I just returned from a 10-day excursion into the villages where Andaman Discoveries works. I visited 5 villages, and interviewed 22 tourism stakeholders. Interviews were conducted in a typically relaxed Thai fashion. Distractions were frequent. An enormous cat head-butted me for 40 minutes as I attempted to take notes. A toddler tried to steal my phone. TVs blared in the background. Neighbors stopped by for a chat, or just to get a look at the farang visitor.
Per Thai custom we sat on the floor throughout the interviews. Floors were generally tile or concrete. Sometimes there was a woven mat. Sitting on hard floors for such long stretches caused both physical and cultural pain. In Thailand it is the height of rudeness to point the bottom of your feet at another person. After about ten minutes sitting, though, one of my legs always falls asleep, or my ankle hurts, or my knee is sore. I find myself trying to shift positions unobtrusively, so I don’t distract from the interview. At the same time I must contort myself to avoid showing the soles of my feet to anyone in the house. Most Thais are polite enough to ignore my farang fidgeting even as they sit perfectly immobile for 30 minute stretches. Despite a decent bit of yoga, my knees cannot tolerate half lotus for more than 10 minutes at a time.

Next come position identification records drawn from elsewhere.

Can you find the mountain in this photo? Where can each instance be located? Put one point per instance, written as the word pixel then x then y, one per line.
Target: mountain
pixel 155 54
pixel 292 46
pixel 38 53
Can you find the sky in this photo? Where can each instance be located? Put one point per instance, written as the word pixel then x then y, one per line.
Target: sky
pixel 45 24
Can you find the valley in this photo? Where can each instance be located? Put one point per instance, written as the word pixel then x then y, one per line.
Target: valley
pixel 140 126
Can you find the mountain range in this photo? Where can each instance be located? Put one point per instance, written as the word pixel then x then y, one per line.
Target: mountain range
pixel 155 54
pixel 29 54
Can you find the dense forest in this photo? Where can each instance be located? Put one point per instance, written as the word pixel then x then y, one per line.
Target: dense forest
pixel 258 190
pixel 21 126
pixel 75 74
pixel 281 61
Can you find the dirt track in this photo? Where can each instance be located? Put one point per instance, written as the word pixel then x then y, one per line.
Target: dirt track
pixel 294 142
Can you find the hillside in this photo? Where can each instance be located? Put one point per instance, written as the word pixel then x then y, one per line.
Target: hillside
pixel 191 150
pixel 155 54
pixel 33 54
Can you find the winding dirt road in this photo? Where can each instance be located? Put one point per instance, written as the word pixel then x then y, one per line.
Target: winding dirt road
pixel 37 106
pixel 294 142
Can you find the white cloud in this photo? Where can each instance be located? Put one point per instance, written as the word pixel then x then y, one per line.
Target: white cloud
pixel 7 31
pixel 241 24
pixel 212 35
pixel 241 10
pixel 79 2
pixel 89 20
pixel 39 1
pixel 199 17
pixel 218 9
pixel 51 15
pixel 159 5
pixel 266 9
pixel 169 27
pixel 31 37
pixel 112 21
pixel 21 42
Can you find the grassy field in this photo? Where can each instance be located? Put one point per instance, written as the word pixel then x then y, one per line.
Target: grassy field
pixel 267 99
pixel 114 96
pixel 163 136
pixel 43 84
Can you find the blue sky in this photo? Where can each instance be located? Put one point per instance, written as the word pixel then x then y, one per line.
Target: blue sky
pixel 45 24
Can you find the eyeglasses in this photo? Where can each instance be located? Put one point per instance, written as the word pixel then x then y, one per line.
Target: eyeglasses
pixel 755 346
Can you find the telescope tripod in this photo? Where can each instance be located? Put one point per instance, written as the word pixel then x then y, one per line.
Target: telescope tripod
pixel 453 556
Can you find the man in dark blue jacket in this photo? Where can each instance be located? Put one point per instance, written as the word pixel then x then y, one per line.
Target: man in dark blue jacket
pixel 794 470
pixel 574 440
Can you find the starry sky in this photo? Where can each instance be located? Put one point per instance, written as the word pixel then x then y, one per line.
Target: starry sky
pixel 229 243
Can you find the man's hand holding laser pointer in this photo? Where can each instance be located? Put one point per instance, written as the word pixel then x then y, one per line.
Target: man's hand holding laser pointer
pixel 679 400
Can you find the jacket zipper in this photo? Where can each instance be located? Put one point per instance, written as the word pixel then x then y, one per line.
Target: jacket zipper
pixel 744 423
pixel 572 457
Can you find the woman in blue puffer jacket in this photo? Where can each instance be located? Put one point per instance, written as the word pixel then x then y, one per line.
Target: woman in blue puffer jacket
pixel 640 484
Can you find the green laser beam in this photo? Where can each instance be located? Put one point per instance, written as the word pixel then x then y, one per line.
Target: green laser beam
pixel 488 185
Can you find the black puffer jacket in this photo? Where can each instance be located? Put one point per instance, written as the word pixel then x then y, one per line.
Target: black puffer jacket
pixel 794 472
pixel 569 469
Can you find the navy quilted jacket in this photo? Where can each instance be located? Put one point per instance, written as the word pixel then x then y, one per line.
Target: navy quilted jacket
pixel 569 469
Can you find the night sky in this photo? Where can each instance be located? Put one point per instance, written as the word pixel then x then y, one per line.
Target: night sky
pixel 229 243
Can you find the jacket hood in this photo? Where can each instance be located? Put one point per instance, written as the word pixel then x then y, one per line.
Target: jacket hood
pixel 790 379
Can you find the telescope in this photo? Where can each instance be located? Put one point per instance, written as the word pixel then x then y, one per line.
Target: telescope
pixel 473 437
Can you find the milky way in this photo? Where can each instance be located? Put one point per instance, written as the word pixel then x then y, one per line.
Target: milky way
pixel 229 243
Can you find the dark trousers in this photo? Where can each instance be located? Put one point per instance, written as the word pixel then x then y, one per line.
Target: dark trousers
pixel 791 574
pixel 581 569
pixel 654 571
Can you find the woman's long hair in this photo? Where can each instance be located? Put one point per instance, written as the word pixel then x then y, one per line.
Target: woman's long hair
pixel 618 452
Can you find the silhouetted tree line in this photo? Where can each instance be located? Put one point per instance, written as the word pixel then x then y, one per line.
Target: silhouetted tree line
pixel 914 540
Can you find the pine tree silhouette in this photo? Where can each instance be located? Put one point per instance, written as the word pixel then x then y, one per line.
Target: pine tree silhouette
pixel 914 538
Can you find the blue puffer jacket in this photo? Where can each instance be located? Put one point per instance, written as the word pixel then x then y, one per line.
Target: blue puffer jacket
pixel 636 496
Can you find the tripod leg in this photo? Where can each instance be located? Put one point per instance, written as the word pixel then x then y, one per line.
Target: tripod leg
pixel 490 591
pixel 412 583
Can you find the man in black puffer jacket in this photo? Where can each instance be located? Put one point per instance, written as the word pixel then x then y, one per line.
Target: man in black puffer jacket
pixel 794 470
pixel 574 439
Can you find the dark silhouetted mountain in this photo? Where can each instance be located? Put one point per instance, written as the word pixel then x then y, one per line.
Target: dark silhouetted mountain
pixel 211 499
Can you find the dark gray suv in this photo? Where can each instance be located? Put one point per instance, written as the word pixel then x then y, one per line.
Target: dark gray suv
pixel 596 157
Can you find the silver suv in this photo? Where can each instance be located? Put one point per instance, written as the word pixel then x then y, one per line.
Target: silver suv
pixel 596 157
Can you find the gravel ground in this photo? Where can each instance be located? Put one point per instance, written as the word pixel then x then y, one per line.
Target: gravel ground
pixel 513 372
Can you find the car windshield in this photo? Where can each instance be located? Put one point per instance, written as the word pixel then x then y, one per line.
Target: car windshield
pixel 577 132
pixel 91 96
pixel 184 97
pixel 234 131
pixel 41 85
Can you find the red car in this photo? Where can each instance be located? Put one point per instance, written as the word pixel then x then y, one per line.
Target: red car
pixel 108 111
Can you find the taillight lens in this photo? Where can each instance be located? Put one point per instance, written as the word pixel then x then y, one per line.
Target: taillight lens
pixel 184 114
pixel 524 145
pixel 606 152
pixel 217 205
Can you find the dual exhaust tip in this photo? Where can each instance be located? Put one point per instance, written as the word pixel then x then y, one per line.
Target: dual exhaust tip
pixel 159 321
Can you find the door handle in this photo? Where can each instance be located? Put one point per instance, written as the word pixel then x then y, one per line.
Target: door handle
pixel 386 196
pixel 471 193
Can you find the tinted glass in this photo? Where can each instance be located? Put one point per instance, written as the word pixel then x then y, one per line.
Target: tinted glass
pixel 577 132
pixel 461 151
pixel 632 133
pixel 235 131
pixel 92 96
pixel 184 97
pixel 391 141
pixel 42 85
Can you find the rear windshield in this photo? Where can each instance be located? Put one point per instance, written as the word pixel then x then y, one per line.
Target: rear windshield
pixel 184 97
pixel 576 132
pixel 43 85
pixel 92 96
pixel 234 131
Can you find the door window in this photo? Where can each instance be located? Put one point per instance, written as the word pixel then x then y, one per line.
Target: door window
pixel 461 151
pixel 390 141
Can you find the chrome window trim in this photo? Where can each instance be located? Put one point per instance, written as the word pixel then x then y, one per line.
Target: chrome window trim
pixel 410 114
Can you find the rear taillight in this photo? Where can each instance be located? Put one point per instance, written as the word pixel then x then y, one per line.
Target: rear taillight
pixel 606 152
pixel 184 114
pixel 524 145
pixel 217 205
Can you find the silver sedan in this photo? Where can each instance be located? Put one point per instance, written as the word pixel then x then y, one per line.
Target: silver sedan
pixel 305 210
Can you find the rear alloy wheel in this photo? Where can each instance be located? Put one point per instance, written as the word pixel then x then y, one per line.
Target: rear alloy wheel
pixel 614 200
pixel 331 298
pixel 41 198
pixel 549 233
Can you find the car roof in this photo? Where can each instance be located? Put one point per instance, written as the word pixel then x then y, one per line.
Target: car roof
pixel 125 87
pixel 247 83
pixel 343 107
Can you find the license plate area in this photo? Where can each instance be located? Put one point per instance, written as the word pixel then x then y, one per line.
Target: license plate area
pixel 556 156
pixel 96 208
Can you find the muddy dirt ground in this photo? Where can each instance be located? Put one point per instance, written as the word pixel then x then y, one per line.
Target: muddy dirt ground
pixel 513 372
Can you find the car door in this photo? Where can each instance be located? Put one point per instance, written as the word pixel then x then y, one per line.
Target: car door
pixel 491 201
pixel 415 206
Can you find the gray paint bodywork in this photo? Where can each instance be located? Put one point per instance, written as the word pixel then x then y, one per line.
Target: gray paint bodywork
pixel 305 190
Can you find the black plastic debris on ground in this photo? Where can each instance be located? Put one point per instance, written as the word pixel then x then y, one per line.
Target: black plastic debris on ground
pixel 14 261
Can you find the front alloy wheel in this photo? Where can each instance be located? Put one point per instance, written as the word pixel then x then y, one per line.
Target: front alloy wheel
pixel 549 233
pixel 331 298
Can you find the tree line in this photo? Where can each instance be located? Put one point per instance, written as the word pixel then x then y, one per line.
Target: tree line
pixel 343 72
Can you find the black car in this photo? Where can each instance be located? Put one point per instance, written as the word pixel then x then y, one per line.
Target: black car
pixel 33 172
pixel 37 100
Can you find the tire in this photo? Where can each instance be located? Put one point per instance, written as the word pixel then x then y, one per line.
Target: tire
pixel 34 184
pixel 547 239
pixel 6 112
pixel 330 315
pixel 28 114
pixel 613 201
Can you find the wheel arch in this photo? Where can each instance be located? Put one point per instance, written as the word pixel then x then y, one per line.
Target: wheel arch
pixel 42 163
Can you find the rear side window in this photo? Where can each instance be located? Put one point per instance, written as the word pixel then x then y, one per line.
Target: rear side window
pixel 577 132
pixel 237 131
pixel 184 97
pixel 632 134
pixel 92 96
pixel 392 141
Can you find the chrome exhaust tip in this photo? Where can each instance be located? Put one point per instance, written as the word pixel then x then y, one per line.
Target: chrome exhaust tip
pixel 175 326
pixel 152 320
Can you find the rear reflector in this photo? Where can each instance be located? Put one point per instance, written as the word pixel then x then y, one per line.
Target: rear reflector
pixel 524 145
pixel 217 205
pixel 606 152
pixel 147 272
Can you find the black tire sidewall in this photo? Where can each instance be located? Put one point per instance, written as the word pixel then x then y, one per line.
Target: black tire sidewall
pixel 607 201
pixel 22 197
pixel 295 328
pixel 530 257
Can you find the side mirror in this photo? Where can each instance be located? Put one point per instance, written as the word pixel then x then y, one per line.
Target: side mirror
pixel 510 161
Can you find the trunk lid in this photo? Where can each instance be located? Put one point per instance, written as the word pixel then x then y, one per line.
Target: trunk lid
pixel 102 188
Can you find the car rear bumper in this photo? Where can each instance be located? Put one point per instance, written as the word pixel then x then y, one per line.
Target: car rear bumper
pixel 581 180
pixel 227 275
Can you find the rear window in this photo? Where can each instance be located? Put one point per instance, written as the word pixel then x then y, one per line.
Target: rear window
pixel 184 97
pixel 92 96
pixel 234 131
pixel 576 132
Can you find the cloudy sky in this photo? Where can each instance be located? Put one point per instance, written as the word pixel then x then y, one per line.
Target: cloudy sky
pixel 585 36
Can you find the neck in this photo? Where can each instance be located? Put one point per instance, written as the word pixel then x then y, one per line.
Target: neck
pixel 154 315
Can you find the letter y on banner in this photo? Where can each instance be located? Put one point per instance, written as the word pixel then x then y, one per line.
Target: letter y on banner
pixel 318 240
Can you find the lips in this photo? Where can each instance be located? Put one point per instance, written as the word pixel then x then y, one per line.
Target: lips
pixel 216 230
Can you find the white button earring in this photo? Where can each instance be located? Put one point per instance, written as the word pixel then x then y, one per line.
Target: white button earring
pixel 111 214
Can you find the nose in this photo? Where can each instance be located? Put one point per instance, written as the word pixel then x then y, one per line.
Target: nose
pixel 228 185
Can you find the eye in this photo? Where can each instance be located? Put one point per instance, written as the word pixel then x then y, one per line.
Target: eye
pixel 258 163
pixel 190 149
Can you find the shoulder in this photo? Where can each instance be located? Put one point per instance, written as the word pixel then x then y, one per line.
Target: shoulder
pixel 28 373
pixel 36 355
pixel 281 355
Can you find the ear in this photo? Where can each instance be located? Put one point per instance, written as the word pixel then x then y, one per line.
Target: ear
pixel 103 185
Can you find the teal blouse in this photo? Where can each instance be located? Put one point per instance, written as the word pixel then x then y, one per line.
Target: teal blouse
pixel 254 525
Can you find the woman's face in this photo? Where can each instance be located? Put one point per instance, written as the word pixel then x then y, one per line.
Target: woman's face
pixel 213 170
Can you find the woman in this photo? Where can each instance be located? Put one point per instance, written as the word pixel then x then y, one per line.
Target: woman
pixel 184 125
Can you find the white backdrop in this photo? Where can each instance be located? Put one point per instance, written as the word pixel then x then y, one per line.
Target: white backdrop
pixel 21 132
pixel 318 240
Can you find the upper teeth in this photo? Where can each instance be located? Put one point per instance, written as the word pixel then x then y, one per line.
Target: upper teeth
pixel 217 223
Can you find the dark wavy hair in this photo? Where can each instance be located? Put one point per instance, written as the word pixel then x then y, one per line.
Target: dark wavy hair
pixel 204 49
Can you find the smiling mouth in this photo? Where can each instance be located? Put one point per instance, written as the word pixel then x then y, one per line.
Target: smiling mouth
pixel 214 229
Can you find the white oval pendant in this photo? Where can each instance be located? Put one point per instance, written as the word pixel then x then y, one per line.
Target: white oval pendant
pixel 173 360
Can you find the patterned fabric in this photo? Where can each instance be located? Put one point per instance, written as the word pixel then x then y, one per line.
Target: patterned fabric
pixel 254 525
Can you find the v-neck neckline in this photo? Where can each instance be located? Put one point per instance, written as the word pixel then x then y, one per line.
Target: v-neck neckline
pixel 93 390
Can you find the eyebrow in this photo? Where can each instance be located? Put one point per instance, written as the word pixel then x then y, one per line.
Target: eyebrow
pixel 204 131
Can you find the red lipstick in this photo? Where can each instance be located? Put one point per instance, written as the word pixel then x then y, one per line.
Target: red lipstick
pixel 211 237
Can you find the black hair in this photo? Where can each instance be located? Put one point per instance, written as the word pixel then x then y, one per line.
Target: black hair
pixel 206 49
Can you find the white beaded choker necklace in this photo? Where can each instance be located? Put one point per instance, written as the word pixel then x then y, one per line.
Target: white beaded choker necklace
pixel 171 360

One initial interview impression is of an emerging anti-litter norm. Across Asia I’ve watched people throw plastic to the ground casually. Sometimes people will even toss rubbish on the sidewalk when they’re only meters from a bin.
Tourism has also increased people’s feeling of pride in their villages. Maintaining a clean appearance is associated with that pride. Many locals cited new-found feelings of guilt when they see tourists picking up trash. Local youth groups also do trash cleanups. Between guilt over other people collecting litter and local pride people have mostly stopped littering. Many people even said they became angry over non-local Thais passing through and tossing wrappers on the street. Witnessing the rapid emergence of this anti-litter norm is fascinating. Litter is a massive problem in the developing world. As a westerner used to a relatively clean environment, free of plastic covering trees and bushes, it is easy to forget the US was equally litter prone only recently.
I have seen a bit of trash of the roadside, but people told me it is all because of the goats. Goats don’t have any social norms. Despite their polluting the goats do provide an all natural composting service.